The splitter outputs the indices for each subset, using Kennard-Stone's deterministic selection to ensure the training set contains maximally diverse, space-filling samples that optimally represent the feature space. The validation/test sets then automatically inherit structurally distinct data points not selected in this representative training subset.

LOCOCVSplitter¶

Leave-One-Cluster-Out Cross-Validation (LOCOCV) splitter that uses the cluster information to split the dataset. This method ensures that the training and validation sets contain distinct clusters. There is no overlap between the training and validation sets, and the training set contains all clusters except the one in the validation set. To know more about the LOCOCV algorithm, see the documentation here.

Example¶

from polymetrix.datasets import CuratedGlassTempDataset
from mofdscribe.splitters.splitters import LOCOCV

dataset = CuratedGlassTempDataset(version, url)
feature_names = dataset.available_features 

loco = LOCOCV(
    ds=dataset,
    feature_names=feature_names, 
    n_pca_components=2,  
    random_state=42,
    scaled=True  
)

# Different splitting methods

# Train-test split  
train_idx, test_idx = loco.train_test_split(frac_train=0.7)

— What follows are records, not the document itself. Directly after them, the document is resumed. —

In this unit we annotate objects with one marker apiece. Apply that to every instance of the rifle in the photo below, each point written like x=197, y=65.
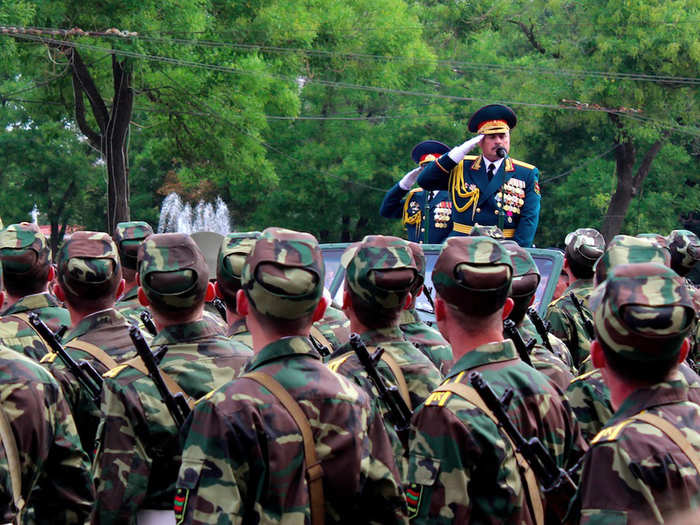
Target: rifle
x=147, y=320
x=587, y=324
x=83, y=371
x=398, y=412
x=176, y=404
x=543, y=327
x=511, y=332
x=555, y=483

# Train-validation-test split
train_idx, valid_idx, test_idx = loco.train_valid_test_split(frac_train=0.7, frac_valid=0.15)

# 5-fold cross-validation
for fold, (train_index, test_index) in enumerate(loco.k_fold(k=5)):
    print(f"Fold {fold}: Train: {len(train_index)}, Test: {len(test_index)}")

The resulting output will be the number of indices in the training, validation, and test sets. The splitter will ensure that the training and validation sets contain distinct clusters.